Real-World, Rapid COVID-19 Testing Shows Few False Positives

In a Canadian employer screening program, the overall rate of false-positive results using rapid antigen test screens for severe acute respiratory syndrome coronavirus 2 (SARS-CoV-2) is very low, according to a research letter published online Jan. 7 in the Journal of the American Medical Association.

Joshua S. Gans, Ph.D., from the University of Toronto, and colleagues investigated the incidence of false-positive test results in a large sample of rapid antigen tests used to serially screen asymptomatic employees at 537 workplaces throughout Canada. The analysis included 903,408 rapid antigen tests (Jan. 11 to Oct. 13, 2021) conducted by employees through at-home or on-site screening programs.

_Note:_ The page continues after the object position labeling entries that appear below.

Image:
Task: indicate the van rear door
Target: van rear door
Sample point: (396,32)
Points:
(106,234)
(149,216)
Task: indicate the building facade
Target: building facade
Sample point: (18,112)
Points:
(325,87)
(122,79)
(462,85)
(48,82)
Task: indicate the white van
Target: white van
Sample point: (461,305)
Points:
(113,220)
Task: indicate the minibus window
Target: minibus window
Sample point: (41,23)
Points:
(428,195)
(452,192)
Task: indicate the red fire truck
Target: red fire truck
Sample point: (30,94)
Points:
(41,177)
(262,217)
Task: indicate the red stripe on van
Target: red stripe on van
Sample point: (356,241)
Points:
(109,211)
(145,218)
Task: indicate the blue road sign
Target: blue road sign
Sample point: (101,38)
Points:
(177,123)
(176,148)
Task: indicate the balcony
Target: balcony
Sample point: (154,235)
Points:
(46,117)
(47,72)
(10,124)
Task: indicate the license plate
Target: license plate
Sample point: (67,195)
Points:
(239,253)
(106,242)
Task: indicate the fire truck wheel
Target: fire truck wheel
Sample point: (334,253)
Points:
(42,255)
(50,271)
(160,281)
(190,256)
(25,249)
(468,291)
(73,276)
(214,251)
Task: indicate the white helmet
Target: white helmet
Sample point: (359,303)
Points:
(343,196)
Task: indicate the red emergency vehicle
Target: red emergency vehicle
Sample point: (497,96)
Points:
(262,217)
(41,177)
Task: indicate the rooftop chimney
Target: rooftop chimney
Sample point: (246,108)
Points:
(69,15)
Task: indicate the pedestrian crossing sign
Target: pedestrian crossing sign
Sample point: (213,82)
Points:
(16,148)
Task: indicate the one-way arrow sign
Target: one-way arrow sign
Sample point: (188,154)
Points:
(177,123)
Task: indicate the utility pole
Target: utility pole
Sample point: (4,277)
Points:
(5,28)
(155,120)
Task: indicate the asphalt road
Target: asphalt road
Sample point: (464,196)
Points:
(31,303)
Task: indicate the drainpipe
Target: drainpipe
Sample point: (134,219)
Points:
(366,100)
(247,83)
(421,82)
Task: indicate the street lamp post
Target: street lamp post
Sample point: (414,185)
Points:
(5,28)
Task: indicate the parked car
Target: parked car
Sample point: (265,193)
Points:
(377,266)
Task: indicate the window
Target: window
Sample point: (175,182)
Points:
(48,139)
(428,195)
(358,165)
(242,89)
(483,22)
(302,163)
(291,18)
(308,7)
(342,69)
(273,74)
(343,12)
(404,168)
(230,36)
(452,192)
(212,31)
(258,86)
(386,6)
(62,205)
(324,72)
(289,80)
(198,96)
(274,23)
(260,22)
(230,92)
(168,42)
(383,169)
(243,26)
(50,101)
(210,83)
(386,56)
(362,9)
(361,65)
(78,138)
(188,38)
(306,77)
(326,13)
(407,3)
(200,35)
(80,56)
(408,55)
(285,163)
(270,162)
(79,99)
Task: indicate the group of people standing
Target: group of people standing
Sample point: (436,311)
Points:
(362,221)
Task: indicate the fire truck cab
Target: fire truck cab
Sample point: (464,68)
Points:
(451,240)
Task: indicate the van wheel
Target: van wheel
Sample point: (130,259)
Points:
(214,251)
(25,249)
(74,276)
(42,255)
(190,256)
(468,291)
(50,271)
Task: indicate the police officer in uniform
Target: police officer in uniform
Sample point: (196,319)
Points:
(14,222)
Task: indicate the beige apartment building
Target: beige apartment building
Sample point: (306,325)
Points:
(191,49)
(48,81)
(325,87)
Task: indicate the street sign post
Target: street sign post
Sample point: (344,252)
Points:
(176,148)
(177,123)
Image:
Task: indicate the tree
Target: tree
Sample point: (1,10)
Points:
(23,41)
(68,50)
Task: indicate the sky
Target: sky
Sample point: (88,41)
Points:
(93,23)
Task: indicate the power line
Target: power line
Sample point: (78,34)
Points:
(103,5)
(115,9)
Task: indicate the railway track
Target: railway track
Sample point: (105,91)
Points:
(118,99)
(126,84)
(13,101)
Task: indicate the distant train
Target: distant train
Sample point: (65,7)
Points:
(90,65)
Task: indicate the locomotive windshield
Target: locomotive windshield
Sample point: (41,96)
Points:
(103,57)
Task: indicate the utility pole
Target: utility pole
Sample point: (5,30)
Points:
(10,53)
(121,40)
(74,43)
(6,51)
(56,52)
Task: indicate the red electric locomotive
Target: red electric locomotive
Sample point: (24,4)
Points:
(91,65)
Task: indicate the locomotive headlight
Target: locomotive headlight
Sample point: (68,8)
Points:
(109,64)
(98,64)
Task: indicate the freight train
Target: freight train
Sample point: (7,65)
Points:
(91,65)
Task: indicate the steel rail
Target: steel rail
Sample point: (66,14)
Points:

The researchers identified 1,322 positive results (0.15 percent), of which 1,103 had polymerase chain reaction (PCR) test information. False-positive results were seen for 0.05 percent of screens overall and 42 percent of positive tests with corresponding PCR information. Roughly two-thirds of screens had a trackable lot number. Sixty percent of false-positive results occurred in two workplaces 675 km apart run by different companies between Sept. 25 and Oct. 8, 2021, and all of these false-positive test results were drawn from a single batch of the Abbott Panbio COVID-19 Ag Rapid Test Device.

“The results demonstrate the importance of having a comprehensive data system to quickly identify potential issues,” the authors write. “With the ability to identify batch issues within 24 hours, workers could return to work, problematic test batches could be discarded, and the public health authorities and manufacturer could be informed.”

One author disclosed financial ties to the business operations and information technology industries.